Which meant that with five minutes warning I set up the mic and read the questions. Now, I love performing in public, but with no time to prepare and with the memories of last time still fresh I was… hesitant. “Uh. Hi… everyone. Are you guys ready for some, um, trivia? And being nice to each other?” I was, perhaps, not electrifying at first. But, gradually people warmed up, I warmed up… everyone wound up being pretty pleasant. I got a rhythm going to eat dinner between questions with minimal choking, which was a plus. Even the guy who, last time, went over to someone on a competing team and rubbed some poor guy’s head in his crotch was surprisingly well-behaved (it was some sort of victory taunt. I don’t know).
The phases were still in effect, but much more subdued. The only bummer was the final round – which I made – was comics; we put a panel from a comic strip up on the screen, and they had to name the comic strip. We wanted to end with that one because, hey, who doesn’t love comics?

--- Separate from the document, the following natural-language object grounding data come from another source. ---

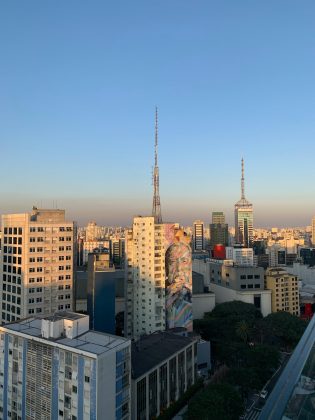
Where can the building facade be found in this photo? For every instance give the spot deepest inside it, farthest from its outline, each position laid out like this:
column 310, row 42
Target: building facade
column 230, row 282
column 54, row 367
column 240, row 256
column 164, row 366
column 198, row 236
column 37, row 263
column 146, row 244
column 285, row 290
column 219, row 230
column 101, row 292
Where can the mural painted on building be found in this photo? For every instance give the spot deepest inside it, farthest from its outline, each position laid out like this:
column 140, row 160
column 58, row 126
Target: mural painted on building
column 178, row 266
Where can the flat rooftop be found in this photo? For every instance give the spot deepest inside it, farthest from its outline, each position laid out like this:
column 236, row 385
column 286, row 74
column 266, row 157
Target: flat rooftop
column 64, row 315
column 92, row 342
column 151, row 350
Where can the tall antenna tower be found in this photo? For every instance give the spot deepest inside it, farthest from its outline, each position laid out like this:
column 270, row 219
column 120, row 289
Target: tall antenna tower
column 156, row 208
column 242, row 182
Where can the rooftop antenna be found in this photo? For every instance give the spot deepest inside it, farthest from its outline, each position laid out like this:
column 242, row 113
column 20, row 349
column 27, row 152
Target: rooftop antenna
column 156, row 208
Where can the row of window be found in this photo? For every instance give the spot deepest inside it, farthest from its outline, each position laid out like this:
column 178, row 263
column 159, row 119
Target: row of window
column 41, row 239
column 10, row 308
column 11, row 298
column 61, row 307
column 12, row 250
column 12, row 260
column 41, row 269
column 61, row 249
column 42, row 229
column 8, row 317
column 12, row 269
column 15, row 240
column 11, row 279
column 11, row 289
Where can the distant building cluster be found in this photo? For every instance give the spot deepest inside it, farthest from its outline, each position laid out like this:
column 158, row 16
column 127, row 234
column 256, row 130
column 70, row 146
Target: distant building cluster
column 97, row 322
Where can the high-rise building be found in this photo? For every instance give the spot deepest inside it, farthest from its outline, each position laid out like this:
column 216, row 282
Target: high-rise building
column 101, row 292
column 146, row 244
column 285, row 290
column 243, row 218
column 53, row 367
column 198, row 236
column 219, row 230
column 156, row 207
column 36, row 263
column 117, row 251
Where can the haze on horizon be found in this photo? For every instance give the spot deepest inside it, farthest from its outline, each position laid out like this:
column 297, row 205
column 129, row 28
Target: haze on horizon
column 79, row 84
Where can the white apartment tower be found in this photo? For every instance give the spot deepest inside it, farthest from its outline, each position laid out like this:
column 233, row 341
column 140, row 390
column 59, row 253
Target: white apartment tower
column 53, row 367
column 145, row 275
column 36, row 264
column 199, row 237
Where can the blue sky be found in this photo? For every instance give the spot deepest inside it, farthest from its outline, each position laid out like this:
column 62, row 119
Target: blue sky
column 79, row 82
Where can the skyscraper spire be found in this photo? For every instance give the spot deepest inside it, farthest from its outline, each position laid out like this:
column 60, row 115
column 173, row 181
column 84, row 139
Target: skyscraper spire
column 156, row 208
column 243, row 182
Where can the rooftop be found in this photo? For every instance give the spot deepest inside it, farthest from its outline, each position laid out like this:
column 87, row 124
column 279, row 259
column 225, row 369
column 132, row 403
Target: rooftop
column 92, row 342
column 153, row 349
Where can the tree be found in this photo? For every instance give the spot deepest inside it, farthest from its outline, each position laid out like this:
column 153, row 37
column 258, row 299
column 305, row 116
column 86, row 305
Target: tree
column 282, row 329
column 220, row 401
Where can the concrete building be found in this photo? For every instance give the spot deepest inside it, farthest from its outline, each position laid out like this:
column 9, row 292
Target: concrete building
column 54, row 367
column 277, row 255
column 230, row 282
column 164, row 366
column 198, row 236
column 243, row 218
column 36, row 263
column 285, row 290
column 240, row 256
column 146, row 244
column 101, row 292
column 117, row 247
column 219, row 230
column 89, row 246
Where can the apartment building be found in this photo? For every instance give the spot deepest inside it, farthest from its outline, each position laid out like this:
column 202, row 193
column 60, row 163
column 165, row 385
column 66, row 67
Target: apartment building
column 146, row 244
column 55, row 368
column 284, row 290
column 36, row 263
column 164, row 366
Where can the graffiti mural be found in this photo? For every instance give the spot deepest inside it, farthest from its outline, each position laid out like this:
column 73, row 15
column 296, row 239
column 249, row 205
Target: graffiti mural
column 178, row 266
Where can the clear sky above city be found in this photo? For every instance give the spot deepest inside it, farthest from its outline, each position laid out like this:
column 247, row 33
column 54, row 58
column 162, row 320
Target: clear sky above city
column 79, row 81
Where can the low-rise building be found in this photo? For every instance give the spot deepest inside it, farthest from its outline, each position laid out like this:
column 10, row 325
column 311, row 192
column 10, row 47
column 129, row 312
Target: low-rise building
column 285, row 290
column 54, row 367
column 231, row 282
column 164, row 366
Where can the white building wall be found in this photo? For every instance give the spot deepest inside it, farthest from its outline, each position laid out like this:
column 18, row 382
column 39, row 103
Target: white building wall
column 303, row 272
column 223, row 294
column 202, row 303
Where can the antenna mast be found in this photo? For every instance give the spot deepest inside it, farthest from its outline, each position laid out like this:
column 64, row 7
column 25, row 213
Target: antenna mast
column 156, row 208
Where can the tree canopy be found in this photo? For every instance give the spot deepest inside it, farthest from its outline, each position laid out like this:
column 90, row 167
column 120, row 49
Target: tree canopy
column 220, row 401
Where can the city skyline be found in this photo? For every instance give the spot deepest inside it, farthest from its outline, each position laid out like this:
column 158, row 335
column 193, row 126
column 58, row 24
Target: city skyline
column 80, row 84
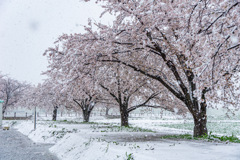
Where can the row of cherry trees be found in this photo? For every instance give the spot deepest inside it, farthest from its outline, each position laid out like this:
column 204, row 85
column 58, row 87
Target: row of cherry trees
column 168, row 54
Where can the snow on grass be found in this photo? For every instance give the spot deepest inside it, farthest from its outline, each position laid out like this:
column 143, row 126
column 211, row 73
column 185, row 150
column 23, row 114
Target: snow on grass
column 105, row 139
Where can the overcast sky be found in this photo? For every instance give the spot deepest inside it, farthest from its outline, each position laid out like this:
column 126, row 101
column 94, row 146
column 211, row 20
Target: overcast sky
column 29, row 27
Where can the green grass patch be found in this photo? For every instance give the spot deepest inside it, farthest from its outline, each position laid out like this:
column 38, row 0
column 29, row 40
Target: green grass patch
column 114, row 128
column 209, row 137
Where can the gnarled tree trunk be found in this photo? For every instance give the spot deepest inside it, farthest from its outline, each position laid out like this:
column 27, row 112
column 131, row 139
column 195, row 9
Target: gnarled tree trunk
column 124, row 116
column 86, row 115
column 54, row 118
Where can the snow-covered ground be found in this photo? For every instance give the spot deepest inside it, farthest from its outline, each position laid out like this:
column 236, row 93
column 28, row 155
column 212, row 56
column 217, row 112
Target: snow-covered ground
column 104, row 139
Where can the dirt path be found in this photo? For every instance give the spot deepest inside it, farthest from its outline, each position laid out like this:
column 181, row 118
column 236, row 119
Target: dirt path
column 15, row 146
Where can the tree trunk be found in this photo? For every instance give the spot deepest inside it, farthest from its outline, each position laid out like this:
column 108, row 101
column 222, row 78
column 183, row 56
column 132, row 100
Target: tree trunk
column 124, row 116
column 200, row 121
column 107, row 111
column 54, row 118
column 200, row 127
column 86, row 115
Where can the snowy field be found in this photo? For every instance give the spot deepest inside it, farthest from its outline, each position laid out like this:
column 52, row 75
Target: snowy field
column 146, row 139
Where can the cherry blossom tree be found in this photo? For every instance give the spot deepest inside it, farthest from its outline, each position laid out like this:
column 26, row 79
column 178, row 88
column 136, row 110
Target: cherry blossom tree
column 190, row 47
column 116, row 83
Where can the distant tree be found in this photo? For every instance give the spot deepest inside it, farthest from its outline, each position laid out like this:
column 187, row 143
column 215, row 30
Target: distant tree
column 11, row 91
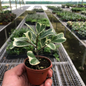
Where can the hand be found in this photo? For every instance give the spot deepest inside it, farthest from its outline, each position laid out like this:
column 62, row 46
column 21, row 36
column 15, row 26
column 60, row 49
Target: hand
column 17, row 77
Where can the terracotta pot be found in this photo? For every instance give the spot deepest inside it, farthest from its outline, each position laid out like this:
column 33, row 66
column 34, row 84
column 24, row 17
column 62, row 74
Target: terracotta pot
column 37, row 77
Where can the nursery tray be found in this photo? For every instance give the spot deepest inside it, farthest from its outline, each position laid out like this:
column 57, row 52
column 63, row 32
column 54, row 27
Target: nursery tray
column 63, row 74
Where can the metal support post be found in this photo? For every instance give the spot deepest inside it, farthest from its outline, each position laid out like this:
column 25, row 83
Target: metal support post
column 83, row 60
column 5, row 34
column 10, row 5
column 0, row 6
column 65, row 32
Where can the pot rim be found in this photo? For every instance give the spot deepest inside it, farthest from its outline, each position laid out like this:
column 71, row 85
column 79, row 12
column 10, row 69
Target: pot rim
column 40, row 69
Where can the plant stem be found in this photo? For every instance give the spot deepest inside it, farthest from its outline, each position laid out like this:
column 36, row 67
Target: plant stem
column 31, row 44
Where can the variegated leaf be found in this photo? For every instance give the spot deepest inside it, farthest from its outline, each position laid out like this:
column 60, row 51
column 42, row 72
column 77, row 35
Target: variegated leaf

Answer: people who go to trivia competitions.

Disclaimer: No dogs died in the writing of this blog entry. In fact, one got his ears scratched because he's a good boy! Yes, he is! Yes, he is!
Seriously, the mood in the room dropped as if someone had come in saying, “Is anyone here the owner of a little dog? Waiting out front the pub? He has, like, a smooshy face and floppity ears? Real smiley? Because he just died. Anyone? No? Okay, sorry to interrupt.”
They did not know these comic strips and why would anyone and this was just stupid. Not the big finale we were shooting for. It was almost as if things had gone so smoothly, and there needed to be a last little kidney-punch to the ego before we left. Regardless, though, we made it through the phases largely unscathed. This left only phase 5: Get a large drink and complain if people don’t recognize “Pearls Before Swine” well, then, I just don’t know; that’s really their problem. This phase is less common, though.
October 11, 2011 at 3:38 pm
I volunteer to be on your intoxicated trivia team. I completely rock when lubricated. All the useless, pointless, irrelevant data in my head just … spews… out when alcohol is applied.
October 12, 2011 at 7:46 am
I suppose eventually something that spews out would be relevant to the questions being asked…
October 12, 2011 at 6:38 am
I’m *sorry* for not knowing the comic. 😉
October 12, 2011 at 7:47 am
Oh, sure. Everyone’s sorry now.
October 12, 2011 at 6:50 am
I’ve never seen that pig or mouse before…who the crap would choose that for a trivia game?!
October 12, 2011 at 7:50 am
Someone who would totally dominate at the trivia competition! That’s actually the real reason for writing the questions, so that at the end of the evening you can say, “The winner tonight is… ME! I knew all of them! I WIN, JERK-FACES!”
October 12, 2011 at 2:31 pm
I’ve seen that comic, but would have NEVER known the name of it. Which would have driven me insane. Which, and you might not see this coming, means I think it was an AWESOME question for the finale. Duh, don’t these people watch Jeopardy? You gots to know it ALL!!!
October 13, 2011 at 5:15 am
I agree. I always think the trivia questions are fun where you juuuuuust can’t quite think of it, even though you know it’s in your brain somewhere. The challenges.
October 13, 2011 at 12:49 pm
I’m sure it will come as no surprise to you that I am AWESOME at trivia. But I wouldn’t have known the answer to that last question (hangs head in shame and relinquishes title of “most awesome trivia participant”.
October 13, 2011 at 6:55 pm
That most certainly does not surprise me. If you’re ever in town you can sit in on our team. I’ll handle the comics questions.
October 13, 2011 at 5:37 pm
Well, if it’s any consolation, this was a heckuva lot of fun to read! (I know that’s not any help to the you of that evening’s close, but that’s irrelevant. I think? What were we talking about again?)
October 13, 2011 at 6:54 pm
That’s the perk of having a blog, isn’t it? Fun experience = fun. Turbulent experience = blog fodder.
October 14, 2011 at 8:11 am
That Lamb Chop sure had a dark side, but nothing like Charlie Horse. Poor bastard ODd on horse tranquilizers in the 70s.